Bundesinstitut fördert Forschungsprojekt an der Alanus Hochschule

Von: alanus.edu
Gemeinsam mit dem österreichischen Verein LandLuft – Verein zur Förderung von Baukultur in ländlichen Räumen und dem Leipziger Büro für urbane Projekte haben Florian Kluge und Swen Geiss, Architektur-Professoren der Alanus Hochschule, den Zuschlag für das Forschungsprojekt „Baukultur konkret“ des Bundesinstituts für Bau-, Stadt- und Raumforschung (BBSR)  erhalten. Mit einer Fördersumme von über 730.000 Euro zählt das Projekt zu den größeren Ausschreibungen des BBSR.

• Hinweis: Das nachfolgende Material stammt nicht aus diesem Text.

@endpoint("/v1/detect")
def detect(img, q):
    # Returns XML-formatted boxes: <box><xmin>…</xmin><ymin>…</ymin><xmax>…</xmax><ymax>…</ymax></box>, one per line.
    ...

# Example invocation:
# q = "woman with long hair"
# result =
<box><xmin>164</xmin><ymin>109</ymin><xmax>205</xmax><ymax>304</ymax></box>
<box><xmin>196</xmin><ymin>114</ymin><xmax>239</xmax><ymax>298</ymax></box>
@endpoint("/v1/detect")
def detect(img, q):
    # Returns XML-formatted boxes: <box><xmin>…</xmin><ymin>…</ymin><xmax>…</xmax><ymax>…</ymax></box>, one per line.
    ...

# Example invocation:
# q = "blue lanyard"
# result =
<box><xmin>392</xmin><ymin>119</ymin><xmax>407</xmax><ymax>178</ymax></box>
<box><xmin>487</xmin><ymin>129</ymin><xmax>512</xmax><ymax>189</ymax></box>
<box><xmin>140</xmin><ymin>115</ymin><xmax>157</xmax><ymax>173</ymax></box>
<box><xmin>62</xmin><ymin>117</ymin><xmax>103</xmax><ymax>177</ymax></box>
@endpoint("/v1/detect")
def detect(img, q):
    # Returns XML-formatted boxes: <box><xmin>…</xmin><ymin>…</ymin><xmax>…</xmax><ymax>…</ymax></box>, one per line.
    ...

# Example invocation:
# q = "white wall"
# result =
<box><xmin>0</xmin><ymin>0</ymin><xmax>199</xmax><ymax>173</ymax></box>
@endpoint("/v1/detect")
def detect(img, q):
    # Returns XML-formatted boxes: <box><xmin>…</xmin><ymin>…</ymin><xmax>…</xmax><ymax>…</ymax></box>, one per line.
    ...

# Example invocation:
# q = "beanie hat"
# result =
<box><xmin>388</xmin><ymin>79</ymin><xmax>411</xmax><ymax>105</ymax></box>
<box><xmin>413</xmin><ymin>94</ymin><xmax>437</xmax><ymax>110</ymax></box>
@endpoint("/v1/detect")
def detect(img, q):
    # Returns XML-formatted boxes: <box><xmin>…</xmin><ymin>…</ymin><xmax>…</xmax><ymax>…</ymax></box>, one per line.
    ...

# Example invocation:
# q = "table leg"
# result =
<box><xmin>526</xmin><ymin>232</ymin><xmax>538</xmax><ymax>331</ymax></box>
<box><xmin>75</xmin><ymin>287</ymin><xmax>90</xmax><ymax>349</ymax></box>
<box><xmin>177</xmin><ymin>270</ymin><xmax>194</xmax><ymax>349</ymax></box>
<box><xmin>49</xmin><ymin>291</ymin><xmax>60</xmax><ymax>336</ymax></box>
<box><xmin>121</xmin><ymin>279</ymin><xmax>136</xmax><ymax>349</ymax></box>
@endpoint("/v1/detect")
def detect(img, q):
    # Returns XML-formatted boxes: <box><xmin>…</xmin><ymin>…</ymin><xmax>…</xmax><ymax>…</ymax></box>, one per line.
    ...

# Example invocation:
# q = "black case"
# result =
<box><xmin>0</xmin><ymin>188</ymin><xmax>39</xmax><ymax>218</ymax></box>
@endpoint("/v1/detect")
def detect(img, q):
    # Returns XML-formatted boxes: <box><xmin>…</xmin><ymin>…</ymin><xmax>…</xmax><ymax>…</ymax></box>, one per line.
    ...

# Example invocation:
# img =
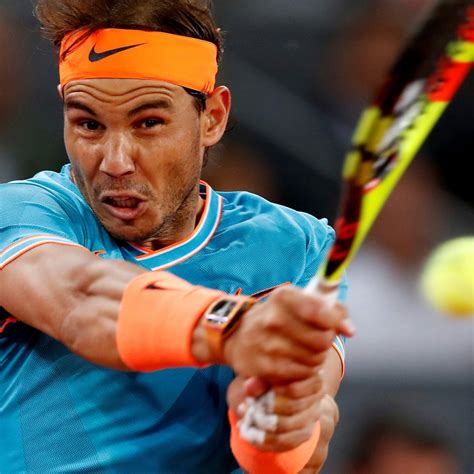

Aufgabe des interdisziplinären Forschungsteams ist es, Baukulturinitiativen im ländlichen Raum zu identifizieren, die bereits gute Ansätze in Sachen Baukultur gezeigt haben, aber noch Hindernisse überwinden müssen, um flächendeckend, dauerhaft und strategisch für Baukultur in der Gemeinde einzustehen.

Baukultur im Sinne des Forschungsprojekts umfasst drei Dimensionen: Zunächst eine qualitätsvoll gestaltete bauliche Umwelt, darüber hinaus die Verfahren, Instrumente und Prozesse, die zu diesem Ziel führen sowie eine allseits geteilte gesellschaftliche Übereinkunft, in der genau diese Qualitäten gedeihen können.

In drei Pilotprojekten, die noch 2014 realisiert werden sollen, wird das Forschungsteam mit kurzen Intensiveinsätzen vor Ort dabei helfen, diese Hemmnisse zu überwinden. Die dabei anzuwendenden Formate – zum Beispiel Bürgergruppen, Gestaltungsbeirat, temporäre Aktionen oder Workshops – werden im Rahmen des Projekts entwickelt und in den Pilotprojekten ausprobiert. In den Folgejahren 2015 und 2016 sollen die erprobten Formate in 15 weiteren Projekten Anwendung finden, bevor das Projekt Ende 2016 abgeschlossen wird.